Reproducibility Variable Result LLM Response
Research Type Experimental We conduct extensive experiments on EV2 to answer these questions. The results provide insights into event reasoning that: 1) LLMs have the abilities of event reasoning, but are far from satisfactory and are imbalanced in different relations and reasoning paradigms. 2) LLMs embed imbalanced abilities in different relations and reasoning paradigms. 3) LLMs have event schema knowledge. However, LLMs are not aligned with humans in the aspect of leveraging event schema knowledge. Based on the findings, we investigate guiding the LLMs to utilize event schema knowledge. With the guidance, LLMs can perform better event reasoning which sheds light on modeling event knowledge as memory of LLMs to enhance event reasoning. We summarize our contributions as follows: We first comprehensively evaluate event reasoning in both abstraction levels of schema and instance, and various relations and paradigms. We construct a benchmark EV2 which features two levels of evaluation and comprehensive in relations and reasoning paradigms. We conduct extensive experiments to probe how LLMs perform event reasoning. We conclude several insights.
Researcher Affiliation Collaboration 1School of Computer Science, Peking University, 2Mo E Key Lab. of High Confidence Software Technologies(PKU), China 3Department of Systems Engineering and Engineering Management, The Chinese University of Hong Kong 4Mo E Key Lab. of High Confidence Software Technologies(Hong Kong), China 5 Beihang University, 6 Huawei Noah s Ark Lab EMAIL, EMAIL, EMAIL, EMAIL, EMAIL, EMAIL
Pseudocode Yes This process is executed for all nodes to gather components, as Algorithm 1 in the Appendix.
Open Source Code No The paper does not provide concrete access to source code for the methodology described. It mentions using existing LLMs (GPT series, Mistral-7B, etc.) and refers to prompt details in the Appendix, but does not offer a link to their own implementation or explicitly state that their code is being released.
Open Datasets No In this paper, we comprehensively evaluate event reasoning in knowledge and abilities. Since there are no existing datasets that are comprehensive in relations and paradigms, and can cover both levels of schema and instance, we introduce a benchmark EV2 for the EValuation of EVent reasoning.

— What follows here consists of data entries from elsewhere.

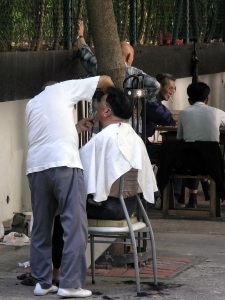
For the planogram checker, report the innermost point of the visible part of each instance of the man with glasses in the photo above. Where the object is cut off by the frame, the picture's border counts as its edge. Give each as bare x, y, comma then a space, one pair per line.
159, 114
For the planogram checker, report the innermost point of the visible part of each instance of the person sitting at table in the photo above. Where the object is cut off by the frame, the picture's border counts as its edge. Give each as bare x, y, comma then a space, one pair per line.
159, 114
115, 150
199, 122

Dataset Splits No The paper provides counts for each task in the EV2 benchmark (e.g., "S-CEC 492", "I-CEC 491"), but it does not specify how these were split into training, validation, and test sets for the LLM evaluation experiments. It describes the total size of the constructed dataset/benchmark but not the partitioning strategy for experimentation.

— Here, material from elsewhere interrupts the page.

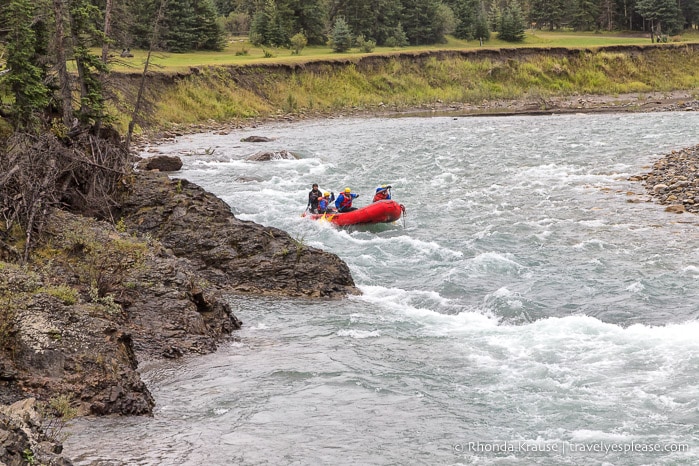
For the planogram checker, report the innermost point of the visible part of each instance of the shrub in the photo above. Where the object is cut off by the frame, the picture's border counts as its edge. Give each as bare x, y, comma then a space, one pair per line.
298, 42
341, 36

Hardware Specification No The paper mentions evaluating various LLMs, including GPT-4o, GPT-4, GPT-3.5 (closed-source models via official APIs) and several open-source models (e.g., Mistral-7B, Qwen2-7B). However, it does not provide any specific details about the hardware (e.g., GPU models, CPU types, memory) used by the authors to run these evaluations or host the open-source models.
Software Dependencies No The paper mentions evaluating specific LLM models (e.g., GPT4o, Mistral-7B) and using "all-mpnet-base-v2 for encoding" and "GPT4 to generate the instance graph Gi." However, it does not list general ancillary software libraries, frameworks, or solvers with specific version numbers (e.g., Python 3.x, PyTorch 1.x, CUDA 11.x) that would be needed to replicate their experimental setup.

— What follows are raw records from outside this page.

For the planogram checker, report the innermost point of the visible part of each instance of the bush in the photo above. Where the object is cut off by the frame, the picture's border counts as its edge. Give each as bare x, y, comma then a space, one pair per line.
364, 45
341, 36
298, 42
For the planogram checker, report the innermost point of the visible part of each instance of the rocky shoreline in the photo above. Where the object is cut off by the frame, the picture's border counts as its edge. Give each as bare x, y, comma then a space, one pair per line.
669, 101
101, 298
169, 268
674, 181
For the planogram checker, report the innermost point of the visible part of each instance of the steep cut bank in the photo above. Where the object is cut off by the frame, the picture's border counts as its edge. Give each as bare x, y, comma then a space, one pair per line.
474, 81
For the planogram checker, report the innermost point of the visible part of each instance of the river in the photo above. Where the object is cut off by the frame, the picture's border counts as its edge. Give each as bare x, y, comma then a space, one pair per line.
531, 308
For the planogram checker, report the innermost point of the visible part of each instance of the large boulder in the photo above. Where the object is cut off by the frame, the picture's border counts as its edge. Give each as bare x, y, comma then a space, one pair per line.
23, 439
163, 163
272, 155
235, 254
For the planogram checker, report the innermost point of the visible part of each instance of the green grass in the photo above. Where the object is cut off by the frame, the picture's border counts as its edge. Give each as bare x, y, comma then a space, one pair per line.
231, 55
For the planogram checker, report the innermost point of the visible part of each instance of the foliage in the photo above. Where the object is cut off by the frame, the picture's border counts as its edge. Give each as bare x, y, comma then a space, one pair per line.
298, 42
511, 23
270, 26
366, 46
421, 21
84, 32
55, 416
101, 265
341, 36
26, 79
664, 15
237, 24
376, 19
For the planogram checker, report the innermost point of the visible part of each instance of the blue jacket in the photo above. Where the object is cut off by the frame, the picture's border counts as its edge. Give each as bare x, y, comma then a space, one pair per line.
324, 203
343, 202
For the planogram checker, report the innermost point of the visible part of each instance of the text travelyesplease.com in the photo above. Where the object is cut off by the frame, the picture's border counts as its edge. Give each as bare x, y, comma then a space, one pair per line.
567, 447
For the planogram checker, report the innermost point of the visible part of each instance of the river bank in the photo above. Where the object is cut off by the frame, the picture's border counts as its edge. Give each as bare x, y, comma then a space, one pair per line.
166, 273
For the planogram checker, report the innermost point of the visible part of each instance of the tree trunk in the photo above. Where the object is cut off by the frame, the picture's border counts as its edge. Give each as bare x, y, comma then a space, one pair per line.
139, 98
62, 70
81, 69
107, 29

Experiment Setup No The paper mentions "prompt details in the Appendix" but does not provide specific experimental setup details such as hyperparameter values (learning rate, batch size), model initialization, or training schedules in the main text. The experiments involve evaluating pre-trained LLMs, so these details might be less relevant than for training new models, but concrete configuration values for evaluation (e.g., temperature, top-p) are also not specified in the main text.